Under the agreement, Macedonia is to be renamed Northern Macedonia. In return, Greece will drop its long-standing block on its northern neighbour joining NATO and the EU, and end objection to the use of the Macedonia name.
“This is a brave, historic, and necessary step for our peoples,” Greeke Prime Minister Alexis Tsipras said as he watched the lakeside ceremony.
Macedonia Prime Minister Zoran Zaev called upon Greeks and Macedonians to “step out of the past and look to the future”.
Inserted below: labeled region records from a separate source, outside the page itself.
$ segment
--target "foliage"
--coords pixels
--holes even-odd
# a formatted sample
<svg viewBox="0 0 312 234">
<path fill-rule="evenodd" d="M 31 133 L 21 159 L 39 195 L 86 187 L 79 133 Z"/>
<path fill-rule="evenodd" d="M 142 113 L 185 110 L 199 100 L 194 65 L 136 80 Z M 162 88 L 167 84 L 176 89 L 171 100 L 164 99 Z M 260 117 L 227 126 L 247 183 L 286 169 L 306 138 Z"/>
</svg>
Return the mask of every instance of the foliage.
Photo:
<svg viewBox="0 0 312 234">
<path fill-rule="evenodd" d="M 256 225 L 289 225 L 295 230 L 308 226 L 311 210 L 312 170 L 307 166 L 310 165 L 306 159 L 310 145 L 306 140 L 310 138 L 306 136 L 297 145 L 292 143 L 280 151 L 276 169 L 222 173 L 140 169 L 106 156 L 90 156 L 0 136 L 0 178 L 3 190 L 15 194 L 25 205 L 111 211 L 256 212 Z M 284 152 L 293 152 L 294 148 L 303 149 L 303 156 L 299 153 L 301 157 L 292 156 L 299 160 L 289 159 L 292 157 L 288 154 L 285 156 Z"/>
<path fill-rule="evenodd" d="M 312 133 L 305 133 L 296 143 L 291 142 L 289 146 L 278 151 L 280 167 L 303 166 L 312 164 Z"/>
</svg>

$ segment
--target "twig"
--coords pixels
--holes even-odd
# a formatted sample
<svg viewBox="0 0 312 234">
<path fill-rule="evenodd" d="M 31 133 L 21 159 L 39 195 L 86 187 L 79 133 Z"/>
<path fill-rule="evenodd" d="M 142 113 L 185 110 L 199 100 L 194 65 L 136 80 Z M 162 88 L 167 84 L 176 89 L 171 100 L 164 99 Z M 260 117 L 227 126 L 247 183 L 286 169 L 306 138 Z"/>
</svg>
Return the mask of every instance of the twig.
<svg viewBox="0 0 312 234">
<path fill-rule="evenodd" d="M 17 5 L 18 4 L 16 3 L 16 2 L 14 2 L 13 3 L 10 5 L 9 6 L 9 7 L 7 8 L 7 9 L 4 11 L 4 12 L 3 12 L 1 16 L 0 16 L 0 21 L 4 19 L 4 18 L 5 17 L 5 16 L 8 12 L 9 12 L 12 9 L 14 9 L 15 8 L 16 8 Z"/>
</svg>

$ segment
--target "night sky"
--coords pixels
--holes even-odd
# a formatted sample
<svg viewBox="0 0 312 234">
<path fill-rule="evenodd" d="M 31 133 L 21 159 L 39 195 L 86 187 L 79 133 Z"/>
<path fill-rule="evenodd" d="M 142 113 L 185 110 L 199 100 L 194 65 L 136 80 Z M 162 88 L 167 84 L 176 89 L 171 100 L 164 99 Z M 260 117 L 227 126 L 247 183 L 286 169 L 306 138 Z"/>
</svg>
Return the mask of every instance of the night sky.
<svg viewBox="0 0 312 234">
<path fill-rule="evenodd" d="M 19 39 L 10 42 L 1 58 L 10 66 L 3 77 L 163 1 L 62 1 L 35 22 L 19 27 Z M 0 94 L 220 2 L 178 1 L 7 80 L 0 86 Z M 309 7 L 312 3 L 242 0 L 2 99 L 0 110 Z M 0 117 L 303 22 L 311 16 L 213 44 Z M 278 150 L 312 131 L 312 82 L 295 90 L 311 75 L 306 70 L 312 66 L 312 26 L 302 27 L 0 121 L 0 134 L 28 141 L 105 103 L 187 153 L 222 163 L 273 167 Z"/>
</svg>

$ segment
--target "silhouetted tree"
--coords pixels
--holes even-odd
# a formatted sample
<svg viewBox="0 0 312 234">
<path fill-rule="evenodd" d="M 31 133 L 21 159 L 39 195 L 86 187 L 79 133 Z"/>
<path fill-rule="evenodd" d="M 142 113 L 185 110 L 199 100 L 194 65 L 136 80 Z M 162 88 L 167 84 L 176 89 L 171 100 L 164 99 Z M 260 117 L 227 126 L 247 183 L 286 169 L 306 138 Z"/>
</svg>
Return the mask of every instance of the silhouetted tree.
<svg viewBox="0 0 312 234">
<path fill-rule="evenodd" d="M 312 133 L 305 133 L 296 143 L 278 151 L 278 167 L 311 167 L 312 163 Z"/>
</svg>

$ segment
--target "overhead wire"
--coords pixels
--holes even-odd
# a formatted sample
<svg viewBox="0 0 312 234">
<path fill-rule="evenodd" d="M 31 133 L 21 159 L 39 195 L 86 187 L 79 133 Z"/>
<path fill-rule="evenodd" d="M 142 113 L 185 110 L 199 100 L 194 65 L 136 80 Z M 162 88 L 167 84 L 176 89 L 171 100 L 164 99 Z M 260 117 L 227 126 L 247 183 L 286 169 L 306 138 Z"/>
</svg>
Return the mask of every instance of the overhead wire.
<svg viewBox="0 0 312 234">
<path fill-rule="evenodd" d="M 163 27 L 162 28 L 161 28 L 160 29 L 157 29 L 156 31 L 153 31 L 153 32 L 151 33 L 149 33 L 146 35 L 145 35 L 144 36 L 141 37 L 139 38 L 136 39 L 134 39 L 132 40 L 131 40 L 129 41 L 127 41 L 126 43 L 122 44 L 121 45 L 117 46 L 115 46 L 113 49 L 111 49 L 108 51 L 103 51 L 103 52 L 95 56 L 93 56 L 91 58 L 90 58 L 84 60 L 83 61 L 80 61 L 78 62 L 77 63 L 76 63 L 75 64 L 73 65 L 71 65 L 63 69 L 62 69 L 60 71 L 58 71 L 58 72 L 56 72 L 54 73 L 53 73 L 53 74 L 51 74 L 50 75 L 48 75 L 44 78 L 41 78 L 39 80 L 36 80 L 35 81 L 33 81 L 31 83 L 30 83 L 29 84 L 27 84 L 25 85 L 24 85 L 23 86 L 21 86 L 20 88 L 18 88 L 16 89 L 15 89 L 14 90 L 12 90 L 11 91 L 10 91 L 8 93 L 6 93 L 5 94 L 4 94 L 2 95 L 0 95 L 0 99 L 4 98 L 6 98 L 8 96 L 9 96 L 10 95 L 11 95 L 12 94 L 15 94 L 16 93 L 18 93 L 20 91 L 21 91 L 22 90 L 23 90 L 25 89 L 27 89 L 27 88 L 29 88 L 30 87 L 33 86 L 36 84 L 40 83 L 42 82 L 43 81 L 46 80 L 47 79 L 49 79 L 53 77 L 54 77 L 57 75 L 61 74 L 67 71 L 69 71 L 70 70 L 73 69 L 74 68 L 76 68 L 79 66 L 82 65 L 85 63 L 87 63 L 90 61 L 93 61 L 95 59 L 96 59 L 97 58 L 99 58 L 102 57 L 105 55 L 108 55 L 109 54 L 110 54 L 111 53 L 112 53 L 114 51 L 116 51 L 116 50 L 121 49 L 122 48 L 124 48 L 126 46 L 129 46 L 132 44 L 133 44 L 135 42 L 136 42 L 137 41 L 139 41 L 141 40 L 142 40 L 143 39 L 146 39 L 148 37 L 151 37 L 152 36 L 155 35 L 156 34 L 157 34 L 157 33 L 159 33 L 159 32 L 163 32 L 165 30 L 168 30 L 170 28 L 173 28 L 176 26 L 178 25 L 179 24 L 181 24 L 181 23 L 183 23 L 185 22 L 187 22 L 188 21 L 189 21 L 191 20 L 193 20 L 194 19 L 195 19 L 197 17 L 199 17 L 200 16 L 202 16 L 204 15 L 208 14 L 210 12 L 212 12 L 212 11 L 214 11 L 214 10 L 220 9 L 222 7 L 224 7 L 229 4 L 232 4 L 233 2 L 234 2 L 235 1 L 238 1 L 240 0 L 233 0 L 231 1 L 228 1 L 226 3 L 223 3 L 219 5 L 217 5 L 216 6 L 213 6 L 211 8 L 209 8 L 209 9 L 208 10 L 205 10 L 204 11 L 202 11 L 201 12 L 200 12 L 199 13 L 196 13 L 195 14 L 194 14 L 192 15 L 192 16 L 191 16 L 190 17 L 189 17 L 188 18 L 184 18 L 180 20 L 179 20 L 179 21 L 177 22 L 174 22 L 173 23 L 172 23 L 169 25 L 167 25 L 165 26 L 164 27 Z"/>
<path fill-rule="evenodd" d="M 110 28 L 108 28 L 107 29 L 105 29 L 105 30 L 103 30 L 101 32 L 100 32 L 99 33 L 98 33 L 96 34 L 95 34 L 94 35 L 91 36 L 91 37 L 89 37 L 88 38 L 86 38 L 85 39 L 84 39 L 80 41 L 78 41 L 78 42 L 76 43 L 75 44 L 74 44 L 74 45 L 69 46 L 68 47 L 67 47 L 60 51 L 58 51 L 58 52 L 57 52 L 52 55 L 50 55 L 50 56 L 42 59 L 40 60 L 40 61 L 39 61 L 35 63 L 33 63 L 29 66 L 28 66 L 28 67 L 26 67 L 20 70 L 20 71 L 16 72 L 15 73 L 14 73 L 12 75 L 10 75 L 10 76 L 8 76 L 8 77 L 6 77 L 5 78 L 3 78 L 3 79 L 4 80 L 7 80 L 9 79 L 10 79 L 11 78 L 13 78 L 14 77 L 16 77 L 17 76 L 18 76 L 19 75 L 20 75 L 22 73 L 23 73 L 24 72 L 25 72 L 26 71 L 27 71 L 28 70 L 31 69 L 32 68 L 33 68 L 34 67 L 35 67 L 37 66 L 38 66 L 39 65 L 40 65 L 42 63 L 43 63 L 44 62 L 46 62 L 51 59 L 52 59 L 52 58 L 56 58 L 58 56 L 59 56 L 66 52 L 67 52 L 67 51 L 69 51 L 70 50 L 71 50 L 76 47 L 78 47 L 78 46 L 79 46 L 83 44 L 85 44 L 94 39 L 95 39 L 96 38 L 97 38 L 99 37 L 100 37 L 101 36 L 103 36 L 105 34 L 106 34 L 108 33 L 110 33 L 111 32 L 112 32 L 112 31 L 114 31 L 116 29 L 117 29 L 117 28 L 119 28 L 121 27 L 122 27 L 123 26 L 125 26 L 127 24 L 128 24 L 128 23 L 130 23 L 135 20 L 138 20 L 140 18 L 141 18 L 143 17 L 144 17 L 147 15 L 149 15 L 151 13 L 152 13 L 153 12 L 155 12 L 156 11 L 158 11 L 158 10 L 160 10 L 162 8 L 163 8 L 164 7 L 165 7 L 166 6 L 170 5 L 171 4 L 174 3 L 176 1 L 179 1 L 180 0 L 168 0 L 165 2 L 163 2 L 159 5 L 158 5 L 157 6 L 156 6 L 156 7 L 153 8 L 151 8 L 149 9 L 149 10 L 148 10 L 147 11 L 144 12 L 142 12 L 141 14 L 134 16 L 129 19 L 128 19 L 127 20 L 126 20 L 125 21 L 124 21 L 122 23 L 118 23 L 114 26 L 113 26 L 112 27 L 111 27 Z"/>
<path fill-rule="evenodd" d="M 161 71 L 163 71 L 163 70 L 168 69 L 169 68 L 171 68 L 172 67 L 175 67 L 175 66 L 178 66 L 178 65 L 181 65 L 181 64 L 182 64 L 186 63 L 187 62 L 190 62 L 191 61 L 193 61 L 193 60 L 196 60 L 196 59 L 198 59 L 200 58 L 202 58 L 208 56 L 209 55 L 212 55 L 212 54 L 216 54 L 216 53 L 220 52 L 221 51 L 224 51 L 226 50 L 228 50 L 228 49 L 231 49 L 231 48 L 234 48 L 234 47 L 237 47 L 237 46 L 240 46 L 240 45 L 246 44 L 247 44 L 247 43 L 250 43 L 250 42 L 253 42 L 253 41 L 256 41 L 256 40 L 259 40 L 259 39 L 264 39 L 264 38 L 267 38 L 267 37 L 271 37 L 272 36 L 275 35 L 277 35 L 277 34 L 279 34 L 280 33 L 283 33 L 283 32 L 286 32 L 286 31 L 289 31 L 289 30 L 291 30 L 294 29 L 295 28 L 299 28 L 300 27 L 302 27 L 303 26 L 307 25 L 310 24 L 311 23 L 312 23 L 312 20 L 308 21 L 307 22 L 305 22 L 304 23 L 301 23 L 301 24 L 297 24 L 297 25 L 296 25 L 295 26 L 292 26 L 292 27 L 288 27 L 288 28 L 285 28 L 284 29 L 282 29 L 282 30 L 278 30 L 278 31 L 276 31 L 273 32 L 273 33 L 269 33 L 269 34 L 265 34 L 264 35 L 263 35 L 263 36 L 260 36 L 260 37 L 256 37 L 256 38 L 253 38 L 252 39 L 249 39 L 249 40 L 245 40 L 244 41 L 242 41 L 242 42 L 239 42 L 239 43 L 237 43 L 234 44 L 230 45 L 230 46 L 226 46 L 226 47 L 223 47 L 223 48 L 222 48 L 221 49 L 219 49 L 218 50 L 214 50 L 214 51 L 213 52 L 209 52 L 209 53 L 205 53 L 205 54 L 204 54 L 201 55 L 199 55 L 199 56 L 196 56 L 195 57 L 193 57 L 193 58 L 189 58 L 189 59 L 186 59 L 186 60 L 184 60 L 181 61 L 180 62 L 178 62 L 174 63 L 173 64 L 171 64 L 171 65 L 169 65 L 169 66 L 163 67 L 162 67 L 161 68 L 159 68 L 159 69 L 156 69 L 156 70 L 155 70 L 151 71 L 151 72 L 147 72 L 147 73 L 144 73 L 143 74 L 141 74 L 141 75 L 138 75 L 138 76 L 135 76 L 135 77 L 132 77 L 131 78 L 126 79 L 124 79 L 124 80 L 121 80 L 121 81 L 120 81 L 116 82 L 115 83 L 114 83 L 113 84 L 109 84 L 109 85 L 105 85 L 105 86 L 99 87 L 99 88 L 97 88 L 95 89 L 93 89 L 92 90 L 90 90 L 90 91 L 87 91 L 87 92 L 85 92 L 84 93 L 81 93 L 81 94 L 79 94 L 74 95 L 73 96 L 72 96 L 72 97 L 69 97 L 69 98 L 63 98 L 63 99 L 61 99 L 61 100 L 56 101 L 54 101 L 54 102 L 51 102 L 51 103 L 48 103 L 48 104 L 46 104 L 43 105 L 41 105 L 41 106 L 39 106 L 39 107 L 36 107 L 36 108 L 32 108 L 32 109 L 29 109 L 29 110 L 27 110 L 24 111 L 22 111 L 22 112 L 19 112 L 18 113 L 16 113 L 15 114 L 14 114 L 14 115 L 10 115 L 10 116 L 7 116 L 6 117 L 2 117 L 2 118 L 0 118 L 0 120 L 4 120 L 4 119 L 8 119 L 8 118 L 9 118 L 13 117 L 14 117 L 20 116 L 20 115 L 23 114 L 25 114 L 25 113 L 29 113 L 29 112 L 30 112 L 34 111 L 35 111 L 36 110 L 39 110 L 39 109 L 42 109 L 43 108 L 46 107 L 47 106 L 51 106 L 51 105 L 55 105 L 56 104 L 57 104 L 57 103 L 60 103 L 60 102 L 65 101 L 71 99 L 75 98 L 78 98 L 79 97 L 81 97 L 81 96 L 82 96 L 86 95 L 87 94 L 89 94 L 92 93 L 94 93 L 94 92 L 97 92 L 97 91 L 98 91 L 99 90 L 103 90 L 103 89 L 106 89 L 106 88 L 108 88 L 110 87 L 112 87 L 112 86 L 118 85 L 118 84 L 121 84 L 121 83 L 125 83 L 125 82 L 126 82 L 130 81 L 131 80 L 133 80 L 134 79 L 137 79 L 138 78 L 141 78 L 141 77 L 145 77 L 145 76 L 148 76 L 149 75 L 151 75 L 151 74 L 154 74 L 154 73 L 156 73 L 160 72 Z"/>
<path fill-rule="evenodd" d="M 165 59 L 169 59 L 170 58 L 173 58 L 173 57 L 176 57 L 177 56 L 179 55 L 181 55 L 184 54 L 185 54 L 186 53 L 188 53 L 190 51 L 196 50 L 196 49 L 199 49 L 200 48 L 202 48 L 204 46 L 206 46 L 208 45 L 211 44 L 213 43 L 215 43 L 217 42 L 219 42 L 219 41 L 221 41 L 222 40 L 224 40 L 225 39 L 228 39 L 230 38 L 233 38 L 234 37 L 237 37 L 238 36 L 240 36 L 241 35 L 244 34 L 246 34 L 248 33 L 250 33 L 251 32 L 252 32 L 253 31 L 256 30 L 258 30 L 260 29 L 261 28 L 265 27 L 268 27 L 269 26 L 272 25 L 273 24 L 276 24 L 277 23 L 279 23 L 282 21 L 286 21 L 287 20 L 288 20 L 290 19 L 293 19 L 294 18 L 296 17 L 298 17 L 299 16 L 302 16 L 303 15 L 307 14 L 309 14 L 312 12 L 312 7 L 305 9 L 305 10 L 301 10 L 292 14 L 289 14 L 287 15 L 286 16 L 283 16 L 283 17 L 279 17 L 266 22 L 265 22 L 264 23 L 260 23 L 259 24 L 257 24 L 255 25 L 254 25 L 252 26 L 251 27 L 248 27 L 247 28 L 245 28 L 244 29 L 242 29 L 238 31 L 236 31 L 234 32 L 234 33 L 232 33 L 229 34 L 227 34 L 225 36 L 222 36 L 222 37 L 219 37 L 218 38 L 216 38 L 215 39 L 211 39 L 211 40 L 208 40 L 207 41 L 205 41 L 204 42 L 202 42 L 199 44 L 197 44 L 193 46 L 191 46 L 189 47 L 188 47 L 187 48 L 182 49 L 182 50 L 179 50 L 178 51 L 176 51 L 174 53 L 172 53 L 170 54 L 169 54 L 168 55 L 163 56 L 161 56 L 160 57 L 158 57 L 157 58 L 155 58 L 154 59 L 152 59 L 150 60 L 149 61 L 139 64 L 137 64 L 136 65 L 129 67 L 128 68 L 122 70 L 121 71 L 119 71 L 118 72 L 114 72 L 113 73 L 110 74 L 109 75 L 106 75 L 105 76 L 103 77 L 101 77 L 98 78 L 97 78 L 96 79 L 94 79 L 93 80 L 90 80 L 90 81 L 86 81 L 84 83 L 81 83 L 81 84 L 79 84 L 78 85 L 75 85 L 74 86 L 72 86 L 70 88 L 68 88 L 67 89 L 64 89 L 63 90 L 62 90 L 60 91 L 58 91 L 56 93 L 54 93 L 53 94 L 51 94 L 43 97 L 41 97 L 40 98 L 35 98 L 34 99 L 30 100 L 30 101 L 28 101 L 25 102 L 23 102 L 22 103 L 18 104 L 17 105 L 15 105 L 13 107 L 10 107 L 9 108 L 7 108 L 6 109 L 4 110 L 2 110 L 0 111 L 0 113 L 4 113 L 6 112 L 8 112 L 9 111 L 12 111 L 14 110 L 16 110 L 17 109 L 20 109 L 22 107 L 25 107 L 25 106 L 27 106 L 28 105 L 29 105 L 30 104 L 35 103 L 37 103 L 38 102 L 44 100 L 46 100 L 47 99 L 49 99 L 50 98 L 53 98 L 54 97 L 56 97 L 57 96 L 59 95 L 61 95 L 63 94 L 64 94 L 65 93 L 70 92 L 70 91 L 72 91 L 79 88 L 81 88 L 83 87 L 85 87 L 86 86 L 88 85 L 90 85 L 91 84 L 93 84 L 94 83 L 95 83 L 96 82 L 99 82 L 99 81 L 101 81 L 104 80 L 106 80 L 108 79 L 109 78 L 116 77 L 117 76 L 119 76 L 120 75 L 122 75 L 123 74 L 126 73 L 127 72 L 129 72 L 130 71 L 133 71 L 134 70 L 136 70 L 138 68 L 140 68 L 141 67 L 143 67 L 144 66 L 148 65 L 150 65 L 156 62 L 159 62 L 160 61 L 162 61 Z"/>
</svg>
The signing was a personal triumph for the two leaders, despite opposition in both countries. Tsipras survived a no-confidence vote over the deal on Saturday, while Macedonian President Gjorge Ivanov has threatened to veto the name change. Ivanov’s veto cannot prevent the change, but only delay it.
But the agreement has to be put to the Macedonian public in a referendum and ratified by both countries’ parliaments. Macedonia joining NATO could also anger Russia. “Moscow has noticeably refused to endorse the agreement,” said Professor James Ker-Lindsay of St Mary’s University, Twickenham. “There will be fears that Russia may try to somehow influence the vote.”
If ratified, the deal will end the compromise under which Macedonia had to be referred to as the Former Yugoslav Republic of Macedonia at the UN and other bodies.
The dispute dates back to the break-up of the former Yugoslavia. When Macedonia declared its independence in 1991, there was already a Greek region of the same name. Greece objected to the new country’s use of the name. But the roots of the issue go back much further, to Alexander the Great, who died in 323BC at the age of 32. Alexander was born in Pella, in ancient Macedonia, which lies in the modern Greek region of Macedonia.
Greece accused Macedonia of attempting to appropriate one of its cultural icons. For Macedonians, the name and their history as part of Alexander’s empire gave them an identity separate from their Yugoslav past. A tug-of-war ensued, in which Greece blocked Macedonia from using the Star of Vergina, a symbol associated with Alexander, as its flag, and Macedonia built oversized statues of him in its capital, Skopje.